Les changements climatiques accélèrent la dégradation de la chaussée et favorisent la multiplication de nids-de-poule, confirme le maire de Granby.

Nids-de-poule: difficile de réparer dans le contexte actuel, selon la Ville de Granby

Les épisodes de gel et de dégel favorisent l’apparition de nids-de-poule dans la chaussée. Mais le service des travaux publics de la Ville de Granby peine à trouver le bon moment pour procéder aux réparations.
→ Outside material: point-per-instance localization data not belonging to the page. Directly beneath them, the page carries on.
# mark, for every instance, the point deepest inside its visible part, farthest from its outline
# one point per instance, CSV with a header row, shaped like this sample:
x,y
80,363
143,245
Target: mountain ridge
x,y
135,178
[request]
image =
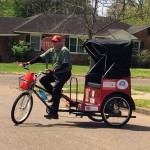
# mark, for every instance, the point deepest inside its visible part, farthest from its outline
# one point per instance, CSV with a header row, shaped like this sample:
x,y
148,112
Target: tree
x,y
130,11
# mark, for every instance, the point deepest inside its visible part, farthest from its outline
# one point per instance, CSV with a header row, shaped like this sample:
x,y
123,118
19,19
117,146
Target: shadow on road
x,y
87,125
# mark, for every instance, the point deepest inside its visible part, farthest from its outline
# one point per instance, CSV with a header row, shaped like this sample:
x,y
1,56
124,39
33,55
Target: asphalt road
x,y
69,132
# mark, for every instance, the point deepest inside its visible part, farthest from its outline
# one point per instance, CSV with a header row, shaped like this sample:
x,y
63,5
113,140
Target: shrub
x,y
21,50
141,60
144,59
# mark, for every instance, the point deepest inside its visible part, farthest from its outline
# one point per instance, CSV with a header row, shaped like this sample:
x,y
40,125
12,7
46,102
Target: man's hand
x,y
24,64
49,70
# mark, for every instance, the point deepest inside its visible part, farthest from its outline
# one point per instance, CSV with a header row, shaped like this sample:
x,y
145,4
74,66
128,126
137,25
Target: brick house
x,y
73,28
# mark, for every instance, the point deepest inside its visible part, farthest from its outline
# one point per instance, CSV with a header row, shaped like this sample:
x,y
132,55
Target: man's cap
x,y
57,38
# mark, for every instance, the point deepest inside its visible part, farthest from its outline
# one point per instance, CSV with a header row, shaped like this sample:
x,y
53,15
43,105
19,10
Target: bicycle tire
x,y
26,104
97,118
116,111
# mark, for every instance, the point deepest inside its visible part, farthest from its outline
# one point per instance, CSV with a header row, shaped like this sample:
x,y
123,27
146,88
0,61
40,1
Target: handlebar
x,y
26,66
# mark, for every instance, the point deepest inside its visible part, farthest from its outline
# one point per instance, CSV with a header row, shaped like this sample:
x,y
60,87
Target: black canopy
x,y
118,54
119,51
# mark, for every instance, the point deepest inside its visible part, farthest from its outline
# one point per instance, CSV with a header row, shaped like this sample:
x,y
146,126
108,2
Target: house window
x,y
76,45
73,43
136,47
35,43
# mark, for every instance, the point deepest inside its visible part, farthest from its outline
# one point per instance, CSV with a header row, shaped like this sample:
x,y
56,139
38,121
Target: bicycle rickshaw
x,y
107,89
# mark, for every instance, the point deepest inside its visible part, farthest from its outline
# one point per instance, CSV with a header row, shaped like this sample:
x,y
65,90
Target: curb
x,y
142,110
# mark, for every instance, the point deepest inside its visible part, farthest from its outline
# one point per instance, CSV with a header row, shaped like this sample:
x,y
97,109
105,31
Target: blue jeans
x,y
60,79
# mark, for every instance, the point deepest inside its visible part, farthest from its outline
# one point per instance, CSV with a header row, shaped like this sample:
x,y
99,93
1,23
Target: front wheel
x,y
116,111
22,108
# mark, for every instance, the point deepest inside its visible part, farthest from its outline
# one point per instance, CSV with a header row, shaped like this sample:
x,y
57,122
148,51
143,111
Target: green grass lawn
x,y
76,69
81,70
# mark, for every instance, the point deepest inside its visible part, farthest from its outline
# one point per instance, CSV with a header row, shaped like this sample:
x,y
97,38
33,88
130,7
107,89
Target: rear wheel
x,y
95,117
116,111
21,108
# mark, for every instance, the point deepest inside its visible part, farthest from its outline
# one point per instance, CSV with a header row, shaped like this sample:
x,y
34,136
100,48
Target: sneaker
x,y
50,101
51,116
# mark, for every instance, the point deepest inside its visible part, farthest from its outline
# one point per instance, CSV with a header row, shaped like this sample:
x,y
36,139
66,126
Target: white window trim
x,y
33,35
77,41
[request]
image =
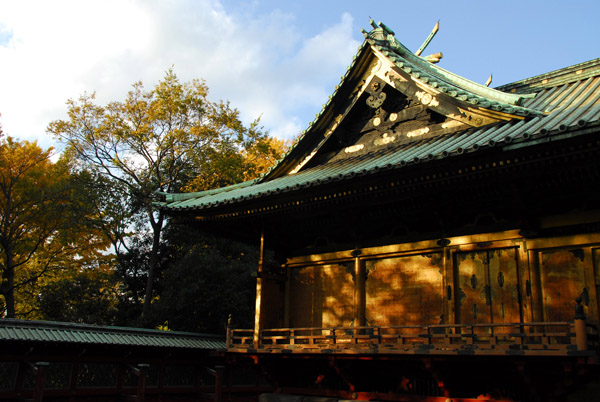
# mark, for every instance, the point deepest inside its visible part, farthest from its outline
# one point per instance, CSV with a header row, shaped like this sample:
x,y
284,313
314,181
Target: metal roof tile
x,y
53,332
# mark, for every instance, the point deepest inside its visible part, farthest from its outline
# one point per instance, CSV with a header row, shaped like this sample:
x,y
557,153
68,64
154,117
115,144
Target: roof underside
x,y
566,103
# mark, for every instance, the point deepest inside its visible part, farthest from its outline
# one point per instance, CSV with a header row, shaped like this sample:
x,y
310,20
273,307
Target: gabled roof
x,y
548,107
71,333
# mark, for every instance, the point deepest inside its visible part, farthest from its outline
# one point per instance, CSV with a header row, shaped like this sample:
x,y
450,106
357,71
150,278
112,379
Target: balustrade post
x,y
229,338
580,326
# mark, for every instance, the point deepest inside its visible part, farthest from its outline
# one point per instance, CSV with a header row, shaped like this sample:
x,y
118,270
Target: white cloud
x,y
53,51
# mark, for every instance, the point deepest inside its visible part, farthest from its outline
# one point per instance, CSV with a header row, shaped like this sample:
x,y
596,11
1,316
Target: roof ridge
x,y
576,72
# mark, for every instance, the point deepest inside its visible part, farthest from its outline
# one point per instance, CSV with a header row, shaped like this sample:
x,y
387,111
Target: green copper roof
x,y
59,332
566,103
382,39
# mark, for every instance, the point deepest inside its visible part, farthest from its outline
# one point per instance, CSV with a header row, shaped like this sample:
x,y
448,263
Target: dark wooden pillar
x,y
537,302
258,319
360,315
219,373
40,380
287,297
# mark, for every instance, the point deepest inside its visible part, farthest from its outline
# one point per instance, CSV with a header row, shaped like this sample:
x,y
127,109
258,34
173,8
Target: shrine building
x,y
435,239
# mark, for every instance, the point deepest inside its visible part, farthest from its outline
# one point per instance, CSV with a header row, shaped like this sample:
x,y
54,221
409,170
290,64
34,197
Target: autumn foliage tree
x,y
166,139
35,209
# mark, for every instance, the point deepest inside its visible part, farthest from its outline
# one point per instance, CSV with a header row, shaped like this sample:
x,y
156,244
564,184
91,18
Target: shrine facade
x,y
422,225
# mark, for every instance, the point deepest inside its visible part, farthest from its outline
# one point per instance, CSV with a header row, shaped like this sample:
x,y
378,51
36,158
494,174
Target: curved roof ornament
x,y
429,38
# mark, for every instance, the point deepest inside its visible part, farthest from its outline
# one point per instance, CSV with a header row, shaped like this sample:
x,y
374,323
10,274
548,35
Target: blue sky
x,y
276,59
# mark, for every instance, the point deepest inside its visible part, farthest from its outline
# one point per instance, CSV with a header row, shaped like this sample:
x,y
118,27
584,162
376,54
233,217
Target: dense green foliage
x,y
87,243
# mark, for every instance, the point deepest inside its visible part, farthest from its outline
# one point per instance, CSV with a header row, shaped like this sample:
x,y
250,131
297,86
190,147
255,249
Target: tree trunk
x,y
9,285
156,228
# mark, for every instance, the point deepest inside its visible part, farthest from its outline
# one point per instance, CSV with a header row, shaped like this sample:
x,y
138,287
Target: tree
x,y
217,274
156,141
35,208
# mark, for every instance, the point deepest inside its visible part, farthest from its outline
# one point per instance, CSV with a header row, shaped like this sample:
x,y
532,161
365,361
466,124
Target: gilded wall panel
x,y
322,296
405,290
563,281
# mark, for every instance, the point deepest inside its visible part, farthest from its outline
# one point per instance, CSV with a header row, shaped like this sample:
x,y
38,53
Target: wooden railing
x,y
558,338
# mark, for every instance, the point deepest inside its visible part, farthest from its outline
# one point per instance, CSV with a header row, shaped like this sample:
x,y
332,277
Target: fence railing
x,y
536,338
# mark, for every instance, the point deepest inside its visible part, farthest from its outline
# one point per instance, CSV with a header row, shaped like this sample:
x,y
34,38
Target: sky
x,y
274,59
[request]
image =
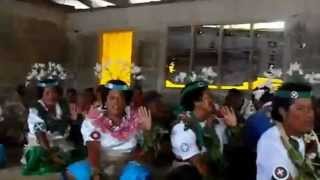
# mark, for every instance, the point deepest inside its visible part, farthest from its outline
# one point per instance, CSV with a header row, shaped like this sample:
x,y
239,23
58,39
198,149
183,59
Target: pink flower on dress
x,y
127,128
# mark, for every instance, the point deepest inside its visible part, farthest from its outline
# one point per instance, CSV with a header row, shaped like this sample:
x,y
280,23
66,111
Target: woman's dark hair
x,y
189,99
127,94
40,91
185,172
72,91
21,90
266,97
285,103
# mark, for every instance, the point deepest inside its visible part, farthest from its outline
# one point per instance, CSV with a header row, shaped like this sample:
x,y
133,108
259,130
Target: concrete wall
x,y
151,22
28,34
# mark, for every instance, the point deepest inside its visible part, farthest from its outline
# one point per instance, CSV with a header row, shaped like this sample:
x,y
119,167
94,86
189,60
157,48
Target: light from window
x,y
76,4
142,1
101,3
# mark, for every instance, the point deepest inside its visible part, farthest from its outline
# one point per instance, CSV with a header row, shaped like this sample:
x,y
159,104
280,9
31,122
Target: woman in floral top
x,y
111,134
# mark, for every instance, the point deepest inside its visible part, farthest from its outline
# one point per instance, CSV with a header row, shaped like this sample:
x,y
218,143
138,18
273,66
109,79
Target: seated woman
x,y
47,148
197,138
110,135
290,149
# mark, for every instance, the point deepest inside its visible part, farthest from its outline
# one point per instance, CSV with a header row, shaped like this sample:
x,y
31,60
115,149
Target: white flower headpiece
x,y
41,71
273,72
125,68
296,69
206,74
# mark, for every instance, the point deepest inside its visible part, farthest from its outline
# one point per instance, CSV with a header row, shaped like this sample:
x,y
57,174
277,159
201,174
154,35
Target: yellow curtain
x,y
116,56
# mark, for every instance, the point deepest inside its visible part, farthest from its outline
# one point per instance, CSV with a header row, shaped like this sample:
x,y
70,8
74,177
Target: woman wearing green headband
x,y
48,149
290,149
196,137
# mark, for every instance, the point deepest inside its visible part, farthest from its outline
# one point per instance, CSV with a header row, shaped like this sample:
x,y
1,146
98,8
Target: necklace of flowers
x,y
129,124
304,165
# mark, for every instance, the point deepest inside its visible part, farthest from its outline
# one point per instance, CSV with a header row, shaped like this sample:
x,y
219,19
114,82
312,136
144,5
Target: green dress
x,y
36,159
« On essaie d’en faire quand on a de petites fenêtres d’opportunité. Mais elles ne sont pas présentes depuis deux semaines et les variations de température font en sorte que les nids-de-poule apparaissent plus vite. On essaie d’en faire le plus possible. Mais la priorité est vraiment d’éliminer l’eau le plus possible avant que ça gèle à nouveau », a fait valoir le directeur des travaux publics, François Méthot-Borduas.

Selon lui, des efforts étaient déployés mardi pour déglacer les puisards et permettre à l’eau de s’écouler ainsi que pour épandre des abrasifs sur les trottoirs, alors qu’une nouvelle chute du mercure était annoncée durant la nuit.

Au cours des derniers jours, ce sont des opérations de tassement et d’enlèvement de la neige qui étaient réalisées.

« On est conscients des nids-de-poule et on aimerait ça embarquer là-dedans et ne faire que ça, mais c’est difficile dans le contexte actuel », déplore François Méthot-Borduas.

Travaux de 1,5 million $

Le maire Pascal Bonin a affirmé, lors de la dernière séance du conseil municipal, que les changements climatiques — et le yoyo du mercure — accélèrent la dégradation de la chaussée. Certains axes sont « à bout de souffle », reconnaît-il.

Selon lui, toutes les villes sont dans la même situation. Elles doivent en plus composer avec la « hausse vertigineuse » des coûts du bitume, une des composantes de l’asphalte. « On n’arrive pas à freiner la dégradation, malgré les budgets qu’on y met », ajoute-t-il.

Alors que la Ville de Québec a retardé des chantiers l’été dernier face aux coûts en hausse, Granby n’en a stoppé aucun, dit le maire. Les élus ont d’ailleurs accepté en début de semaine la liste préliminaire des tronçons de rue qui feront l’objet de travaux de réfection et de rapiéçage mécanisé. Quelque 1,5 million de dollars seront investis cette année dans ces opérations.

Du rapiéçage mécanisé, qui consiste à sceller la chaussée avec l’application d’une mince couche d’asphalte pour ralentir la formation de trous et de fissures, devrait notamment être réalisé sur des segments des rues de Boisjoli, Irwin, Tracy, Paré, Dufferin, Moreau et Saint-Joseph. D’autres chantiers de plus grande envergure seront aussi mis de l’avant, dont la réfection de la rue Saint-Hubert Nord.

Alors que les critiques des citoyens se font nombreuses sur les réseaux sociaux sur l’état du déneigement ou la présence des nids-de-poule, Pascal Bonin croit cependant que les attentes de certains sont « irréalistes par rapport au climat ». Qui plus est, plusieurs n’adaptent pas suffisamment leur conduite aux conditions de la chaussée, croit-il.